Читаем Remake полностью

“After what you said the other night, I thought I might be able to use a positioning armature and a data harness for the lifts, and I tried it. It worked, I guess. I mean, it—”

Her voice cut off awkwardly like she’d intended to say something more, and I wondered what it was, and what it was I’d said to her. That Fred might be coming out of litigation?

“But the balance isn’t the same as a real person,” she said. “And I need experience learning routines, not just copying them off the screen.”

So she was going someplace where they were still doing liveactions. “Where?” I said. “Buenos Aires?”

“No,” she said. “China.”

China.

“They’re doing ten liveactions a year,” she said.

And twenty purges. Not to mention provincial uprisings. And antiforeigner riots.

“Their liveactions aren’t very good. They’re terrible, actually. Most of them are propaganda films and martial-arts things, but a couple of them last year were musicals.” She smiled ruefully. “They like Gene Kelly.”

Gene Kelly. But it would be real routines.

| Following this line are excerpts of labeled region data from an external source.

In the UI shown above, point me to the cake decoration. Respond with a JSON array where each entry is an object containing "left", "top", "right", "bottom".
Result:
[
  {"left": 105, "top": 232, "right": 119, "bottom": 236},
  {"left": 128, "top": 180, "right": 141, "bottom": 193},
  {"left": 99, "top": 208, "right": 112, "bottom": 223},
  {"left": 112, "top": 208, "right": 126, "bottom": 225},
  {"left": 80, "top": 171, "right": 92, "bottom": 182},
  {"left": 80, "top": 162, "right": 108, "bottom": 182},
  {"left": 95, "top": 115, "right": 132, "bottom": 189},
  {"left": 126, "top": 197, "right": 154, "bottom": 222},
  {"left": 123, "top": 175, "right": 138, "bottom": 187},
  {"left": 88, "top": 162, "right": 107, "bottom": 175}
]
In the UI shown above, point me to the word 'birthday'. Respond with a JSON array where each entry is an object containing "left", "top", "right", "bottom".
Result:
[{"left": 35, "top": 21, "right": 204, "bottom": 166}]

And a man’s arm around her waist instead of a data harness, a man’s hands lifting her. The real thing.

“I leave tomorrow morning,” she said. “I was packing, and I found the disk and thought maybe you wanted it back.”

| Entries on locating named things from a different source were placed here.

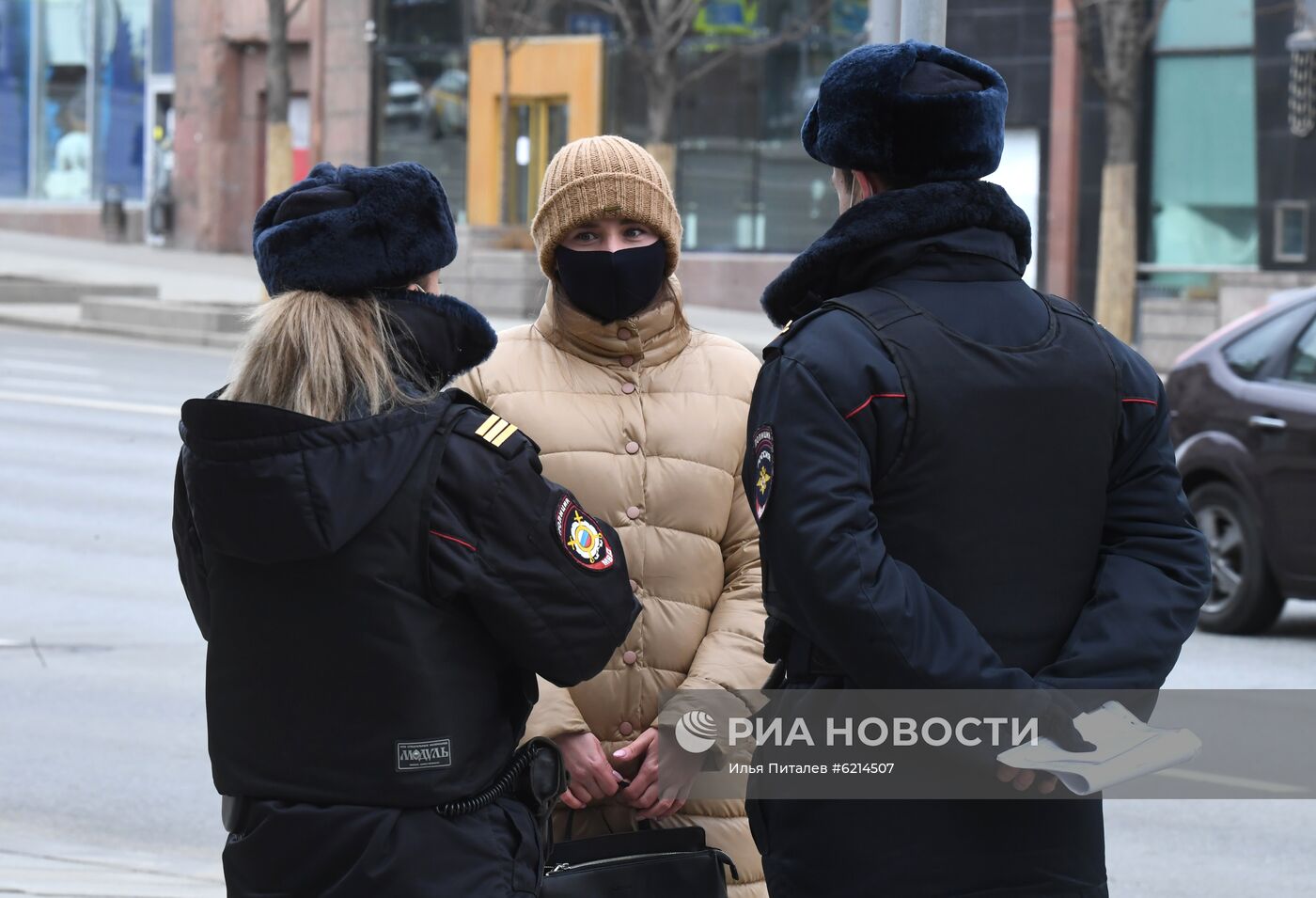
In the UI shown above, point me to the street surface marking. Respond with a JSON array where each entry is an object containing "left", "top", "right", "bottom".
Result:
[
  {"left": 0, "top": 358, "right": 100, "bottom": 378},
  {"left": 0, "top": 389, "right": 179, "bottom": 417},
  {"left": 1157, "top": 769, "right": 1308, "bottom": 796},
  {"left": 0, "top": 374, "right": 111, "bottom": 392}
]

“No,” I said, and then, so I wouldn’t have to tell her good-bye, “Where are you flying out of?”

“San Francisco,” she said. “I’m taking the skids up tonight. And I’m still not packed.” She looked at me, waiting for me to say my line.

And I had plenty to choose from. If there’s anything the movies are good at, it’s good-byes. From “Be careful, darling!” to “Don’t let’s ask for the moon when we have the stars,” to “Come back, Shane!” Even, “Hasta la vista, baby.”

But I didn’t say them. I stood there and looked at her, with her beautiful, backlit hair and her unforgettable face. At what I wanted and couldn’t have, not even for a few minutes.

And what if I said “Stay"? What if I promised to find her a teacher, get her a part, put on a show? Right. With a Cray that had maybe ten minutes of memory, a Cray I wouldn’t have as soon as Mayer found out what I’d been doing?

Behind me on the screen, Bogart was saying, “There’s no place for you here,” and looking at Ingrid, trying to make the moment last forever. In the background, the plane’s propellers were starting to turn, and in a minute the Nazis would show up.

They stood there, looking at each other, and tears welled up in Ingrid’s eyes, and Vincent could mess with his tears program forever and never get it right. Or maybe he would. They had made Casablanca out of dry ice and cardboard. And it was the real thing. “I have to go,” Alis said.

“I know,” I said, and smiled at her. “We’ll always have Paris.” And according to the script, she was supposed to give me one last longing look and get on the plane with Paul Henreid, and why is it I still haven’t learned that Heada is always right?

“Good-bye,” Alis said, and then she was in my arms, and I was kissing her, kissing her, and she was unbuttoning the lab coat, taking down her hair, unbuttoning the pink gingham dress, and some part of me was thinking, “This is important,” but she had the dress off, and the pantaloons, and I had her on the bed, and she didn’t fade, she didn’t morph into Heada, I was on her and in her, and we were moving together, easily, effortlessly, our outstretched hands almost but not quite touching on the tangled sheets.

I kept my gaze on her hands, flexing and stretching in passion, knowing if I looked at her face it would be freeze-framed on my brain forever, klieg or no klieg, afraid if I did she might be looking at me kindly, or, worse, not be looking at me at all. Looking through me, past me, at two dancers on a starry floor.

“Tom!” she said, coming, and I looked down at her. Her hair was spread out on the pillow, backlit and beautiful, and her face was intent, the way it had been that night at the party, watching Fred and Ginge on the freescreen, rapt and beautiful and sad. And focused, finally, on me.

MOVIE CLICHE #1: The Happy Ending. Self-explanatory.

SEE: An Officer and a Gentleman, An Affair to Remember, Sleepless in Seattle, The Miracle of Morgan’s Creek, Shall We Dance, Great Expectations.

It’s been three years, during which time China has gone through four provincial uprisings and six student riots, and Mayer has gone through three takeovers and eight bosses, the next to last of whom moved him up to Executive Vice-President.

Mayer didn’t tumble to my putting the AS’s back in for nearly three months, by which time I’d finished the whole Thin Man series, The Maltese Falcon, and all the Westerns, and Arthurton was on his way out.